5 Cool Facts About the History (and Future) of Skateboarding
Maybe you’ve been skateboarding every day for the last ten years, or maybe you’re just thinking about buying your first board. Either way, chances are you don’t know much about the history of the sport itself. While skateboarding is a relatively modern innovation, it has evolved rapidly in the last few decades. In this article, you can find out a little more about where skateboarding has come from and hear predictions about where it might be going.
1. Skateboarding evolved out of the sport of surfing.

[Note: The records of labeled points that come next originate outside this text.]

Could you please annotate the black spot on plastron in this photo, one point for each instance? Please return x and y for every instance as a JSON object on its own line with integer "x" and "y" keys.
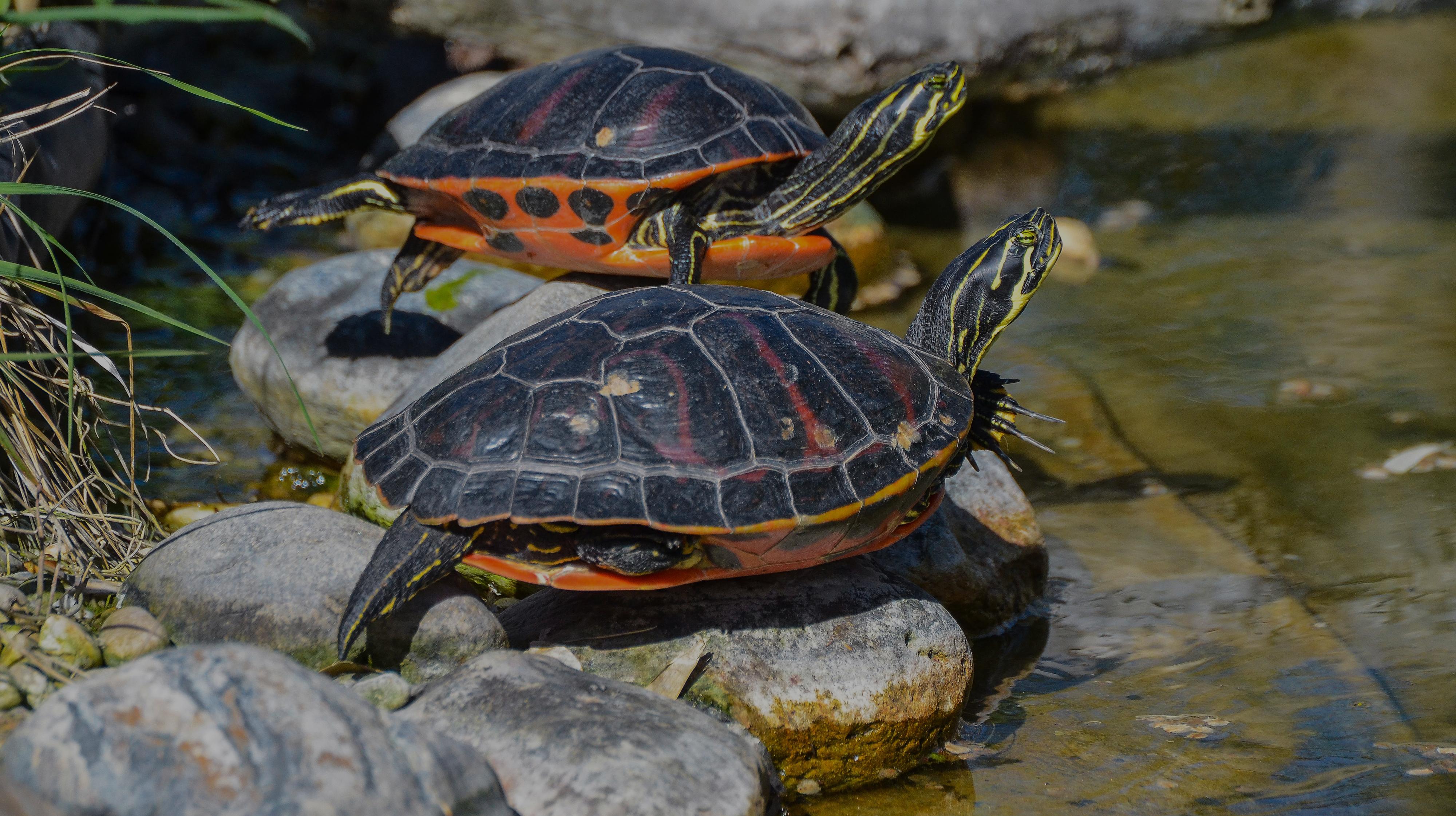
{"x": 592, "y": 206}
{"x": 538, "y": 203}
{"x": 506, "y": 242}
{"x": 488, "y": 203}
{"x": 411, "y": 335}
{"x": 592, "y": 238}
{"x": 643, "y": 201}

One takes place on the ocean and the other takes place on concrete, but both skateboarding and surfing arose from the same culture. It is believed that skateboarding was invented by surfers who were frustrated by the unpredictability of the ocean. They were looking for a way to get a daily dose of adrenaline, even when waves wouldn’t cooperate. The sports have since evolved in two separate directions, but even today, you can still find shops catering to both surfers and skaters.
2. The original skateboards were made with metal or clay wheels.
Though skateboarding is believed to have been invented shortly after World War II, it didn’t become truly popular until the 70s. Part of that is because the original skateboards simply weren’t of very high quality. They were often homemade, and were sometimes little more than planks with roller skate wheels attached. The wheels were made of metal and clay, which wore out easily.
It wasn’t until the 1970s that the skate community switched to using wheels made of plastic. These were an instant hit. They were difficult to break, dent, or damage. As an added bonus, they were more affordable than previous materials. With this, the popularity of skateboarding truly exploded.
3. Skateboarding is more popular than baseball.
Baseball is America’s pastime, while skateboarding is little more than an underground hobby. Right? Not quite. As of 2001, more kids under the age of 18 were skateboarders than baseball players. Since then, skateboarding has gone fully mainstream in a way that skaters of the 1950s could hardly have imagined. If trends continue, a skateboard will eventually be an everyday household object, just like a baseball glove is today.
4. Skateboarding is about to make its Olympic debut.
The 2020 Olympics in Tokyo will feature a first, as skateboarders from around the world will compete for gold and glory. There will be two different disciplines: Skateboard Street and Skateboard Park. Tune in to watch your country compete!
5. Electric skateboards are beginning to dominate.
Skateboards were once made of cardboard and nailed on wheels. Now, they are often high-tech and sophisticated pieces of engineering. In recent years, electric skateboards have been taking up an ever greater share of the skate market. Their lightness and maneuverability makes them an excellent choice for speed lovers everywhere. Though traditional boards are still around, electric may be the future of the sport.